The John Scott Farm is a historic farmstead near the community of Shandon, Ohio, United States. Established in the nineteenth century and still in operation in the twenty-first, the farmstead has been named a historic site because of its traditionally built agricultural structures.

==History==
The farm was established in the early nineteenth century; while its precise date of establishment appears to be uncertain, it had definitely been formed by 1829, when future journalist Murat Halstead was born there. It has continued in Halstead's family since that time, taking the name of his brother-in-law John Scott, and passing through various relatives descended from Scott.

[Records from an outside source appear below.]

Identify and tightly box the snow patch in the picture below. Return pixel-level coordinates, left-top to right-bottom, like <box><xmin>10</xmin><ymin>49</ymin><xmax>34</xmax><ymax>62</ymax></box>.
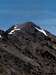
<box><xmin>35</xmin><ymin>27</ymin><xmax>48</xmax><ymax>36</ymax></box>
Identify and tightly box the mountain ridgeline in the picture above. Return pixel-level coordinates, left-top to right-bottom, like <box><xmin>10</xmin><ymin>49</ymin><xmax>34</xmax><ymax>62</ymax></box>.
<box><xmin>0</xmin><ymin>22</ymin><xmax>56</xmax><ymax>75</ymax></box>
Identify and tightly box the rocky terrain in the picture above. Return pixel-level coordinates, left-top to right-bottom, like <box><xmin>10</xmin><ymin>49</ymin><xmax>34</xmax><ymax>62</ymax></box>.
<box><xmin>0</xmin><ymin>22</ymin><xmax>56</xmax><ymax>75</ymax></box>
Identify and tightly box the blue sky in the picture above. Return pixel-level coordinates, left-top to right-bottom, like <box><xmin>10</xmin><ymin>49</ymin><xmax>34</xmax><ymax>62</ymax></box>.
<box><xmin>0</xmin><ymin>0</ymin><xmax>56</xmax><ymax>35</ymax></box>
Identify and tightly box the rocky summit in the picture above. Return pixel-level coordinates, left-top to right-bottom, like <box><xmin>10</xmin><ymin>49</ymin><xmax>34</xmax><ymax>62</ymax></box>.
<box><xmin>0</xmin><ymin>22</ymin><xmax>56</xmax><ymax>75</ymax></box>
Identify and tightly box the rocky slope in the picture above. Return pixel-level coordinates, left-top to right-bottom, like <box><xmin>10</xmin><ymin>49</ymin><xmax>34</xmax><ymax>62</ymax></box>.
<box><xmin>0</xmin><ymin>22</ymin><xmax>56</xmax><ymax>75</ymax></box>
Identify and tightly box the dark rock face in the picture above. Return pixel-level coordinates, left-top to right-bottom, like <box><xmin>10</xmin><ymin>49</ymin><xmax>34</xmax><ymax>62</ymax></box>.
<box><xmin>0</xmin><ymin>22</ymin><xmax>56</xmax><ymax>75</ymax></box>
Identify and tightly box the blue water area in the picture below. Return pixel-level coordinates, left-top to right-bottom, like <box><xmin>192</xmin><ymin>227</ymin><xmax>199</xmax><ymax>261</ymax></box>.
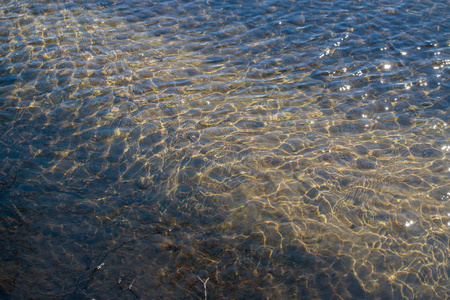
<box><xmin>0</xmin><ymin>0</ymin><xmax>450</xmax><ymax>299</ymax></box>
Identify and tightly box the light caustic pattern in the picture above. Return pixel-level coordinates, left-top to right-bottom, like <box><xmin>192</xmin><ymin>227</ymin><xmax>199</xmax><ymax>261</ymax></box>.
<box><xmin>0</xmin><ymin>1</ymin><xmax>450</xmax><ymax>299</ymax></box>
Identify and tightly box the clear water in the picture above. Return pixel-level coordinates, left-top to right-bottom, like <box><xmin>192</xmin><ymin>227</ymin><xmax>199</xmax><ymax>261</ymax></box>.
<box><xmin>0</xmin><ymin>0</ymin><xmax>450</xmax><ymax>299</ymax></box>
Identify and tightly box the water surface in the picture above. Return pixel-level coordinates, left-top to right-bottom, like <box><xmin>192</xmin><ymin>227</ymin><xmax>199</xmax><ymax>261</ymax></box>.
<box><xmin>0</xmin><ymin>0</ymin><xmax>450</xmax><ymax>299</ymax></box>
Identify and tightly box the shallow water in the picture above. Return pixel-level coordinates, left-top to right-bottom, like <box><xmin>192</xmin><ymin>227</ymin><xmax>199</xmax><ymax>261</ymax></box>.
<box><xmin>0</xmin><ymin>0</ymin><xmax>450</xmax><ymax>299</ymax></box>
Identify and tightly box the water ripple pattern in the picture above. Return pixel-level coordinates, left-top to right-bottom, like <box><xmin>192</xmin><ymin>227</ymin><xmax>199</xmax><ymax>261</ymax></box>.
<box><xmin>0</xmin><ymin>0</ymin><xmax>450</xmax><ymax>299</ymax></box>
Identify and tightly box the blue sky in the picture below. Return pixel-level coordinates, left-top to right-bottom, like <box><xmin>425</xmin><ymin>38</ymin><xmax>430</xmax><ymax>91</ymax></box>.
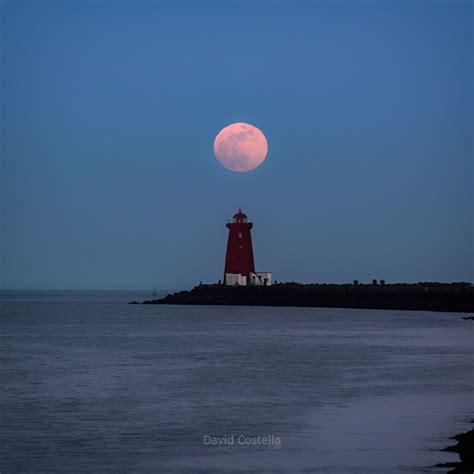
<box><xmin>0</xmin><ymin>1</ymin><xmax>474</xmax><ymax>289</ymax></box>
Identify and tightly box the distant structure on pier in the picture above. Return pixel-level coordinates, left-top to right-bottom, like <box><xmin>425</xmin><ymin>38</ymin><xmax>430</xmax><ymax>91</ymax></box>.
<box><xmin>224</xmin><ymin>209</ymin><xmax>272</xmax><ymax>286</ymax></box>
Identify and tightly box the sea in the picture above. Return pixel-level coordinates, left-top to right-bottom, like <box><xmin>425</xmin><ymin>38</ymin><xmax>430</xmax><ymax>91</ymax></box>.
<box><xmin>0</xmin><ymin>291</ymin><xmax>474</xmax><ymax>474</ymax></box>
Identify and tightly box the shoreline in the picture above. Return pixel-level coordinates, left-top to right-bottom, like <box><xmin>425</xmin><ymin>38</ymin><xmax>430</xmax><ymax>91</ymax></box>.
<box><xmin>433</xmin><ymin>426</ymin><xmax>474</xmax><ymax>474</ymax></box>
<box><xmin>129</xmin><ymin>282</ymin><xmax>474</xmax><ymax>319</ymax></box>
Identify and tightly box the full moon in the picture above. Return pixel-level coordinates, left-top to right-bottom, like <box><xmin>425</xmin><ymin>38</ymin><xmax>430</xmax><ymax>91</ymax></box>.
<box><xmin>214</xmin><ymin>122</ymin><xmax>268</xmax><ymax>172</ymax></box>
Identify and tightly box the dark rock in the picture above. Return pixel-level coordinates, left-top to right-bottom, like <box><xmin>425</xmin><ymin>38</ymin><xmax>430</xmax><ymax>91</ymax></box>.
<box><xmin>140</xmin><ymin>282</ymin><xmax>474</xmax><ymax>312</ymax></box>
<box><xmin>437</xmin><ymin>429</ymin><xmax>474</xmax><ymax>474</ymax></box>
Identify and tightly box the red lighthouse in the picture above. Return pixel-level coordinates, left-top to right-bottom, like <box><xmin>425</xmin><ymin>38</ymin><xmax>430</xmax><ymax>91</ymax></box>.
<box><xmin>224</xmin><ymin>209</ymin><xmax>255</xmax><ymax>285</ymax></box>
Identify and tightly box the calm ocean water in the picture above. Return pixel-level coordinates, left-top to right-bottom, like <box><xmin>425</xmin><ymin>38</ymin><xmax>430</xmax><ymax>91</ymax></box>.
<box><xmin>0</xmin><ymin>291</ymin><xmax>474</xmax><ymax>474</ymax></box>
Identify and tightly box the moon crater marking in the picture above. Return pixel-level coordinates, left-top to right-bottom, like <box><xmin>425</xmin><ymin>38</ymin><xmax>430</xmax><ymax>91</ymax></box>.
<box><xmin>214</xmin><ymin>122</ymin><xmax>268</xmax><ymax>172</ymax></box>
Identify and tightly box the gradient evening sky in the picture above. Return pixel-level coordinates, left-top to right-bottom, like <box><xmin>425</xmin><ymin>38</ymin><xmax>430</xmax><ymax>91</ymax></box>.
<box><xmin>0</xmin><ymin>1</ymin><xmax>474</xmax><ymax>289</ymax></box>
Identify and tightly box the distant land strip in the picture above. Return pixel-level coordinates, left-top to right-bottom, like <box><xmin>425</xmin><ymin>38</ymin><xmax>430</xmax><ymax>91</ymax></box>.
<box><xmin>131</xmin><ymin>281</ymin><xmax>474</xmax><ymax>319</ymax></box>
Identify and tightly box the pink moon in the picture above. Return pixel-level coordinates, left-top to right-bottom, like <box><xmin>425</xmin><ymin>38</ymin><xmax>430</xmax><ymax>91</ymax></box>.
<box><xmin>214</xmin><ymin>122</ymin><xmax>268</xmax><ymax>173</ymax></box>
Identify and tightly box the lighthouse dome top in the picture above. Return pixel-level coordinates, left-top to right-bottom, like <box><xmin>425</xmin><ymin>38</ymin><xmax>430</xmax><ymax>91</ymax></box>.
<box><xmin>234</xmin><ymin>207</ymin><xmax>247</xmax><ymax>222</ymax></box>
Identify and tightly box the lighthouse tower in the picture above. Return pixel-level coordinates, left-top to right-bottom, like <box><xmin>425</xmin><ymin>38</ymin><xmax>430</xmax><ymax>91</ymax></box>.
<box><xmin>224</xmin><ymin>209</ymin><xmax>271</xmax><ymax>286</ymax></box>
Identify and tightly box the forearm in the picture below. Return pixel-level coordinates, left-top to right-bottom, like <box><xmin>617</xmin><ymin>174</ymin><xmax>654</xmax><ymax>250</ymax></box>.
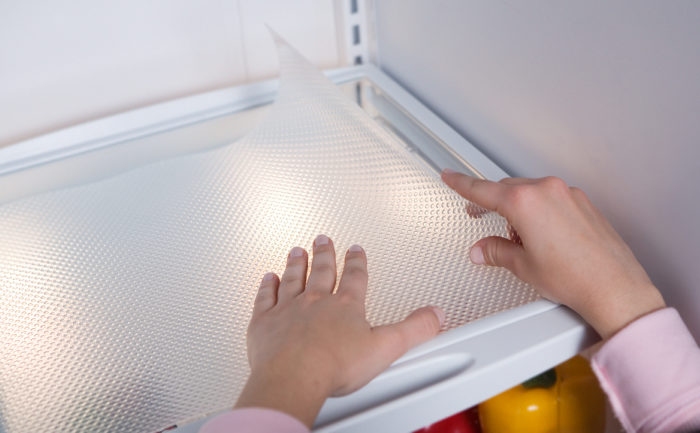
<box><xmin>235</xmin><ymin>366</ymin><xmax>328</xmax><ymax>428</ymax></box>
<box><xmin>593</xmin><ymin>308</ymin><xmax>700</xmax><ymax>433</ymax></box>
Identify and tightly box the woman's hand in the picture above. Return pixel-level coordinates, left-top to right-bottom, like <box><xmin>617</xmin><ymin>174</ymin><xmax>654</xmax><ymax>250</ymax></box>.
<box><xmin>442</xmin><ymin>170</ymin><xmax>665</xmax><ymax>338</ymax></box>
<box><xmin>236</xmin><ymin>235</ymin><xmax>444</xmax><ymax>427</ymax></box>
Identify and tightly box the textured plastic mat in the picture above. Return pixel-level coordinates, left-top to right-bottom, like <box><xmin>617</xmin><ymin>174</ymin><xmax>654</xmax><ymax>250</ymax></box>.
<box><xmin>0</xmin><ymin>37</ymin><xmax>536</xmax><ymax>433</ymax></box>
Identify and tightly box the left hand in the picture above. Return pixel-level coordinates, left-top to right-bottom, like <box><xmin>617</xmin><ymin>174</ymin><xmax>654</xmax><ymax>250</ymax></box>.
<box><xmin>236</xmin><ymin>235</ymin><xmax>444</xmax><ymax>427</ymax></box>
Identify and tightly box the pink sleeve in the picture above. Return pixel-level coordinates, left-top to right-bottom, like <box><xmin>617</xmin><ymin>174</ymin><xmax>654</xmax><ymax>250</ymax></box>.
<box><xmin>199</xmin><ymin>407</ymin><xmax>309</xmax><ymax>433</ymax></box>
<box><xmin>592</xmin><ymin>308</ymin><xmax>700</xmax><ymax>433</ymax></box>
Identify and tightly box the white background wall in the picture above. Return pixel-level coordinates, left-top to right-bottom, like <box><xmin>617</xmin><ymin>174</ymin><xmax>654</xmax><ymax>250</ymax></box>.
<box><xmin>0</xmin><ymin>0</ymin><xmax>344</xmax><ymax>146</ymax></box>
<box><xmin>0</xmin><ymin>0</ymin><xmax>700</xmax><ymax>339</ymax></box>
<box><xmin>375</xmin><ymin>0</ymin><xmax>700</xmax><ymax>341</ymax></box>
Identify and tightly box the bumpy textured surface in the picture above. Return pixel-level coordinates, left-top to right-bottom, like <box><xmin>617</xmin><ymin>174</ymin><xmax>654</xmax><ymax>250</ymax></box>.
<box><xmin>0</xmin><ymin>38</ymin><xmax>536</xmax><ymax>433</ymax></box>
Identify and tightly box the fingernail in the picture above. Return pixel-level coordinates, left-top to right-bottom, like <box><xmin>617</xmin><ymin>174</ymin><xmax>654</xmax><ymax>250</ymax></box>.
<box><xmin>348</xmin><ymin>245</ymin><xmax>364</xmax><ymax>253</ymax></box>
<box><xmin>289</xmin><ymin>247</ymin><xmax>304</xmax><ymax>257</ymax></box>
<box><xmin>469</xmin><ymin>245</ymin><xmax>486</xmax><ymax>265</ymax></box>
<box><xmin>314</xmin><ymin>235</ymin><xmax>328</xmax><ymax>247</ymax></box>
<box><xmin>433</xmin><ymin>307</ymin><xmax>445</xmax><ymax>328</ymax></box>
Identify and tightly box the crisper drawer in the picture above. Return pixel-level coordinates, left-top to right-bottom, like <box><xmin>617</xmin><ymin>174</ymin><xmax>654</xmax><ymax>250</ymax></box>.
<box><xmin>0</xmin><ymin>40</ymin><xmax>594</xmax><ymax>433</ymax></box>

During the late nineteenth century, the farm was used for stock-raising purposes, and accordingly the barn was constructed in 1884 with a trio of concrete silos. Although the operation had been abandoned by 1895, the farm was purchased in 1900 by relatives of the Scotts, and they reopened it as a dairy farm to raise Jerseys. All three historic structures on the farmstead were built between the late nineteenth century and the early twentieth: the granary in 1875, the barn in 1884, and the milkhouse in 1915. The milkhouse was in use for a comparatively short time, being closed in the 1950s by a health board order, and an electrically powered milking facility was added to the barn at the same time.

==Buildings==
Three buildings compose the historic section of the farmstead: a barn, a granary, and a milkhouse. These form a tight complex centered on the barn; the milkhouse is placed to the north, the granary to the east, and a family cemetery to the south. The complex sits above the valley of Paddy's Run, creating a scene that late-nineteenth-century journalists deemed more picturesque than any other farm in Butler County.

===Barn===
The barn is a vernacular two-story building, constructed with concrete walls on a concrete slab foundation and covered with a gabled metal roof. The floor plan is that of a simple form of the letter "T", divided into three bays on the front and six on the side. Inside, the barn relies on wooden frame construction, mixing small and large timbers. Some of the original frame was removed soon after construction, apparently because it interfered with the owner's hay storage needs. New feeding stanchions were installed soon after the farm's reopening in the early twentieth century.

===Granary===
One story high, the granary is a wooden frame structure on a foundation of fieldstone and a gabled metal roof. Also built in a "T" shape, the structure includes corn cribs as well as space for steam-powered grinding machinery, which was installed to simplify the process of preparing grain for consumption by cattle in the barn. The sided exterior comprises seven bays, while the interior framing features unusual timbers: the beams display evidence of being both hewn and sawn, so it appears that the builders reused framing from a previous building.

===Milkhouse===
The milkhouse is a smaller single-story rectangular structure with a concrete slab foundation and a gabled metal roof. Only one door pierces the walls, which are built of vermiculated and glazed brown tiles rather than metal or concrete. Inside was originally placed a concrete structure for bulk storage of milk: after milk cans would be placed in the structure, spring water would be poured among them in order to keep the milk cool.

==Preservation==
In January 2003, the farm complex was recorded by the Ohio Historic Inventory, a historic preservation program of the Ohio Historical Society. Nearly three years later, it was officially named a historic site, being added to the National Register of Historic Places in October 2005; it qualified for designation based on its architecture, which was deemed important because comparatively few changes had been made since the 19th century. The farmstead also includes an archaeological site, designated 33BU85. The entire property embraces 240 acre, or ½ square mile, although the historic site's boundaries include just 1.9 acre.